In a recent post on the "Ask Pastor John" section of the Desiring God website, he responded to the question, "What are your thoughts on drama and movie clips in church services?" That caught my attention because I use movie clips in my sermons from time to time. We have also used drama upon occasion, although not so much recently.
After making the point that Scripture doesn't forbid it, Piper said:
"I think the use of video and drama largely is a token of unbelief in the power of preaching. And I think that, to the degree that pastors begin to supplement their preaching with this entertaining spice to help people stay with them and be moved and get helped, it's going to backfire. It's going to backfire. It's going to communicate that preaching is weak, preaching doesn't save, preaching doesn't hold, but entertainment does. And we'll just go further and further. So we don't do video clips during the sermon. We don't do skits."
I agree that there is power in the preaching of the Word, and that the Word doesn't need "help" to accomplish its purposes. Isaiah 55:11 assures us that the Word that goes out from the mouth of God (e.g., by preaching) will bear fruit. It doesn't need any clever additions from me to be the living and active sword of the Spirit. The gospel is inherently powerful.

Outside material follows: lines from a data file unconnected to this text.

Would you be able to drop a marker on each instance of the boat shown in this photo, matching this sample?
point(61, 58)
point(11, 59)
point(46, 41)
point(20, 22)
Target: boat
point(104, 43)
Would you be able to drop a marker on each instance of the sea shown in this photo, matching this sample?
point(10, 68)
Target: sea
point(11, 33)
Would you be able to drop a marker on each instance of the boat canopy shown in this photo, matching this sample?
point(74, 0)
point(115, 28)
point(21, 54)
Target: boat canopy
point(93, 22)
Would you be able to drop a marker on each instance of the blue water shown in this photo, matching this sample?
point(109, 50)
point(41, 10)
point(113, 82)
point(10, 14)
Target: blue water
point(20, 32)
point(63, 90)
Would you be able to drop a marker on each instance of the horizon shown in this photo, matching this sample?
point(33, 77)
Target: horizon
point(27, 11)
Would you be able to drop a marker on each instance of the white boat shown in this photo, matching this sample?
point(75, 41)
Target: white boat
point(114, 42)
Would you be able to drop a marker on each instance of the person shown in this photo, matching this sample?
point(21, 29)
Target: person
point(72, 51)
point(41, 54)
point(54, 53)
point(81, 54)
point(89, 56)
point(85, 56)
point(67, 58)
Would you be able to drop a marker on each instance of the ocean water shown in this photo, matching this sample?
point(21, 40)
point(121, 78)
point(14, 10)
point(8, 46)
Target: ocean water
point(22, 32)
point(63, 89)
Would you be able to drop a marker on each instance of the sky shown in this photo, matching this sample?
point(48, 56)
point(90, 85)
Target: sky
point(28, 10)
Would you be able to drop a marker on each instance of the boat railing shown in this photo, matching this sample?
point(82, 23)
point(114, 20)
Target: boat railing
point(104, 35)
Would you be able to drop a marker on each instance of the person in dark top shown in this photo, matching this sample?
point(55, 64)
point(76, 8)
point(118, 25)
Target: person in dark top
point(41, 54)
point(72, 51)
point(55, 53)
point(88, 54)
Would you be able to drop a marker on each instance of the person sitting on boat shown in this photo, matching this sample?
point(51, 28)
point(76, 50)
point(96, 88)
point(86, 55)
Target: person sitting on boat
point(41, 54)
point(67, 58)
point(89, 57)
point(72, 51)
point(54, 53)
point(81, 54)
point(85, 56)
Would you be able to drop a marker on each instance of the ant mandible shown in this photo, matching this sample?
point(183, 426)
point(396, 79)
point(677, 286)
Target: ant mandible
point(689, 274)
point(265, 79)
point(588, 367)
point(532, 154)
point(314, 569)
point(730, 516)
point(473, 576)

I also believe preaching is vastly underrated today. I bristle when someone refers to my sermon as a "talk." It's not a talk, it's a message from God's Word. Mark Driscoll, a popular figure among young Christians today who freely uses media in his sermons, writes that "preaching is the first priority of ministry that leads God's mission" (Vintage Church, pg. 88). He goes on to say that "Preaching is not sharing or chatting but rather proclaiming with authority and passion the truth of God's Word about Jesus."
And there is no doubt that lots of preachers neglect the close, tedious study of God's Word. Many preachers over-rely on media to compensate for their lack of passion and understanding. Charles Spurgeon, the Prince of Preachers, said it well: "We cannot...be excused if our discourses are threadbare and devoid of substance."
So why do I use movie clips, YouTube videos, and other media helps in my preaching? For at least two reasons.
First, in the Bible I see examples aplenty of people using visual and other aids to get God's message across. They didn't just stand up and preach. For example, the prophet Ezekiel acted out the Babylonian seige of Jerusalem (Ezek. 4:1-13). You might say it was a kind of skit. He also did a little drama with his hair to symbolize God's judgment of Jerusalem (Ezek. 5:1-4). Jeremiah put a yoke on his neck to warn the people of his time of their impending subjugation by Babylon (Jer. 27: 1-2). He used a linen belt to illustrate Judah's unfaithfulness (Jer. 13:1-11). And of course, Jesus taught using parables, current events, stories, and figures of speech. Many other examples could be given. People learn in different ways. Apparently God thinks it's OK for his messengers to use a variety of (dare I say it) techniques to communicate his truth.
Second, there is the issue of contextualization. Contextualization means making the church as culturally accessible as possible, without compromise. It means to communicate the unchanging message about Jesus in ways to which a particular culture can relate. The Apostle Paul said, "I have become all things to all men so that by all possible means I might save some" (1 Corinthians 9:22). He didn't change his message; he changed his approach, depending on his audience. He became like a Jew to win the Jews. He became like a Gentile to win the Gentiles. We might say that he changed his style, depending on the group to which he was ministering.
A perfect example of contextualizing the gospel is the JESUS film. A project of Campus Crusade for Christ, the JESUS film has translated the gospel into more than 1,050 languages, with a new language being added nearly every week. Since 1979 the JESUS film has been viewed by several billion people around the world, and has resulted in more than 225 million people responding with a decision to follow Jesus.
I'm not comparing a sermon to the JESUS film; I'm comparing preachers to missionaries. In my opinion, when a preacher uses a movie clip or something like that in a sermon, he is doing nothing different from a prophet using drama, or Jesus telling a story, or a missionary showing the JESUS film. Granted, dramas and parables in the Bible are inspired, infallible, and inerrant. Movie clips in sermons are none of those. But in my view they are illustrations that shed light upon the Scriptures and help people in a particular context understand the Scriptures better.
As with many other things, it's possible to go too far. I could neglect my study and depend on a clever video illustration to do what only thorough exegesis and passionate proclamation can do. But I don't intend to do that. So, unless I'm persuaded otherwise, I'll continue to pull out a movie clip now and then when I think it serves a good pedagogical function.